Paul Bloom, The Atlantic
In his just-published book, On Inequality, the philosopher Harry Frankfurt argues that economic equality has no intrinsic value. This is a moral claim, but it’s also a psychological one: Frankfurt suggests that if people take the time to reflect, they’ll realize that inequality isn’t really what’s bothering them.
**
It’s tempting
to see small-group behaviors as reflecting some natural preference for equal
treatment, but the anthropologist Christopher Boehm, who has extensively
studied these groups, tells a different story. He argues that these egalitarian structures emerge
because nobody wants to get screwed. Individuals in these societies end up roughly equal because
everyone is struggling to ensure that nobody gets too much power over him or
her. As I’ve discussed in my last book, Just Babies, there’s a sort of invisible-hand
egalitarianism at work in these groups.
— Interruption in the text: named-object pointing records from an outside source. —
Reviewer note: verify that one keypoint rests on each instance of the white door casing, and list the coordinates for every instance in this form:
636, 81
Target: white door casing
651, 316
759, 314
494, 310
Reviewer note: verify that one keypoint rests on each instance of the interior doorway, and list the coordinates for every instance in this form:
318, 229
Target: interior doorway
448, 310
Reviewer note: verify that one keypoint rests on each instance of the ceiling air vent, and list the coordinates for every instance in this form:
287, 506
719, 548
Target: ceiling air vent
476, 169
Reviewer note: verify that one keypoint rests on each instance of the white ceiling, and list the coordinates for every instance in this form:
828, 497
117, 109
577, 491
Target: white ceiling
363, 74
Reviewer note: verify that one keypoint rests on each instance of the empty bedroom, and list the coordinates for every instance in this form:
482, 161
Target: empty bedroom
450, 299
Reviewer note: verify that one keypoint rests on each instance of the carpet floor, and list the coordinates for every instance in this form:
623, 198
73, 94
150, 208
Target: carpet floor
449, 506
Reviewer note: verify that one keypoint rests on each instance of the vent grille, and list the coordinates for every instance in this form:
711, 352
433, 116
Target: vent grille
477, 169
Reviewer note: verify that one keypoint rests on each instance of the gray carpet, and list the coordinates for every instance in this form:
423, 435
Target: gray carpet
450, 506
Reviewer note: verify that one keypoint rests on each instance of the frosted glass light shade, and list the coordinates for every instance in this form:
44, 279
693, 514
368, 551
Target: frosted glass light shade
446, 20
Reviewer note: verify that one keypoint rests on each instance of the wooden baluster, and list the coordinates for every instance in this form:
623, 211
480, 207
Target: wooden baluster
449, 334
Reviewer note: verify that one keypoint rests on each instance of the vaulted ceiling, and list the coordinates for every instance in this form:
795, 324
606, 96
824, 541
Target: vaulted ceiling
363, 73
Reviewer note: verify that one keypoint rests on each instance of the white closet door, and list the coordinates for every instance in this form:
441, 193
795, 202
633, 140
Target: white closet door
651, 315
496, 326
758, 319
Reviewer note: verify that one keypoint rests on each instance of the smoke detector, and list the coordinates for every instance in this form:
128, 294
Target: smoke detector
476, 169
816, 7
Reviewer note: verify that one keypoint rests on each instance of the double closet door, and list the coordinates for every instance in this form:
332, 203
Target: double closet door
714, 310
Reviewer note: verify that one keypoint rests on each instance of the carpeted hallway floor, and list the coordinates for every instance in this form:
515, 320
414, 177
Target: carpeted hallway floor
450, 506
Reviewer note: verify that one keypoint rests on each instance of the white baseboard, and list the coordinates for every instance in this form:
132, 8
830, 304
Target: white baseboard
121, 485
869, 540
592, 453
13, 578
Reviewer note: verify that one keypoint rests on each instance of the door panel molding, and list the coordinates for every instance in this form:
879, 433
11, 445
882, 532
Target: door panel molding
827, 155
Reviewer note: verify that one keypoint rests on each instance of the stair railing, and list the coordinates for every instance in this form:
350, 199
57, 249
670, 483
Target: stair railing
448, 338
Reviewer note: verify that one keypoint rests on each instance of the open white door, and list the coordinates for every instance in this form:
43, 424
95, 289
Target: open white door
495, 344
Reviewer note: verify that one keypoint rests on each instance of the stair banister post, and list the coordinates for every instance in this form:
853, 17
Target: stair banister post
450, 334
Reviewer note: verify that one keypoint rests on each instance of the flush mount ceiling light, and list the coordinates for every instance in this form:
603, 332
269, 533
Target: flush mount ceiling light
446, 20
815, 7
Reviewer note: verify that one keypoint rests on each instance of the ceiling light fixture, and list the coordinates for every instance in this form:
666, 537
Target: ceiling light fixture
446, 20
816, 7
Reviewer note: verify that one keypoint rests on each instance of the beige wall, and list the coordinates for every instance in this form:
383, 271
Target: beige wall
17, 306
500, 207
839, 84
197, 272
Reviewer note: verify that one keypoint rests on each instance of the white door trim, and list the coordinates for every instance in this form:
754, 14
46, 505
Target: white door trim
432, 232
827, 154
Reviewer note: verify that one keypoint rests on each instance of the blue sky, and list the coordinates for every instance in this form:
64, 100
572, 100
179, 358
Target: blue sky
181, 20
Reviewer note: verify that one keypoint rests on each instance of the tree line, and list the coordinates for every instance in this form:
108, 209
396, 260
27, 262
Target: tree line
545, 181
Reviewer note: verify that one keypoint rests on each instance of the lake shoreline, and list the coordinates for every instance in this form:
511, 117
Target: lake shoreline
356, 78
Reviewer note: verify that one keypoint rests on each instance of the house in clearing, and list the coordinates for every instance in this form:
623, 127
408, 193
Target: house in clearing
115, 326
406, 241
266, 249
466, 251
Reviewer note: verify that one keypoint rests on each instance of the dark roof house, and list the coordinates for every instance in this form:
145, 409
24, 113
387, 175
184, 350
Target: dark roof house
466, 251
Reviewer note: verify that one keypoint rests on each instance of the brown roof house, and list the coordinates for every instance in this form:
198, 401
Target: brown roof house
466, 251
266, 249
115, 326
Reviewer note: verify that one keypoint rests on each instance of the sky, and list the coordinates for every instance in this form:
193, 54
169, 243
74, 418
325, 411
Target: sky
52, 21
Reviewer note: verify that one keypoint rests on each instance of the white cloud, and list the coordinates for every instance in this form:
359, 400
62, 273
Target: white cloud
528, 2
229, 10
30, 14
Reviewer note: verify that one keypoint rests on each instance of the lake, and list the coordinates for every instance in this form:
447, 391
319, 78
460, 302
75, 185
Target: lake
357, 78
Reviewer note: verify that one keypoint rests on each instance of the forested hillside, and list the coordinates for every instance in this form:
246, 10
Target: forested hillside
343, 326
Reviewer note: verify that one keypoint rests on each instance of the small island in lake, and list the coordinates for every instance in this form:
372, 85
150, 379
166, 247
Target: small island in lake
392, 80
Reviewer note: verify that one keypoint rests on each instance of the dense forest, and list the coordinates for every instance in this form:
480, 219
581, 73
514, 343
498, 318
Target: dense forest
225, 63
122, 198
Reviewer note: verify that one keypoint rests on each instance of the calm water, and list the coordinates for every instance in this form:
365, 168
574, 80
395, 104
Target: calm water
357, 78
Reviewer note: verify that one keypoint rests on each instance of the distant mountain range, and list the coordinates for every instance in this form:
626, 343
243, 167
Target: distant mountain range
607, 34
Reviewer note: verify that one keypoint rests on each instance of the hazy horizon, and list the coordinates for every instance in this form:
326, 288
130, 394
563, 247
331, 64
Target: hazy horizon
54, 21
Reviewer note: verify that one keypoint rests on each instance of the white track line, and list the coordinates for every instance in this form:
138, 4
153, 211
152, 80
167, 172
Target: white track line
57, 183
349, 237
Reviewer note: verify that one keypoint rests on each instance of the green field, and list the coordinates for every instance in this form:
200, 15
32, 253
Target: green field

Boehm writes, “Individuals who
otherwise would be subordinated are clever enough to form a large and united
political coalition. ... Because the united subordinates are constantly putting
down the more assertive alpha types in their midst, egalitarianism is in effect
a bizarre type of political hierarchy: The weak combine forces to actively
dominate the strong.”
This analysis
helps us explain why such huge power differentials exist in the world right
now, where it’s far harder for the weak to team up to dominate the strong. As
Boehm tells it, in a small society, a wannabe dictator can be ignored or
ridiculed by everyone else, and if he doesn’t get the message, he can be beaten
up, expelled from the group, or killed. But this is a harder trick to pull in a
society of millions where interactions are no longer face-to-face and where the
powerful have guns and gulags.
What we see from studies of children and studies of small-scale
societies is an early-emerging desire for fairness, and a particularly strong
motivation not to get less than anyone else. But we don’t find a smidgen of evidence
that humans or any other species naturally value equality for its sake.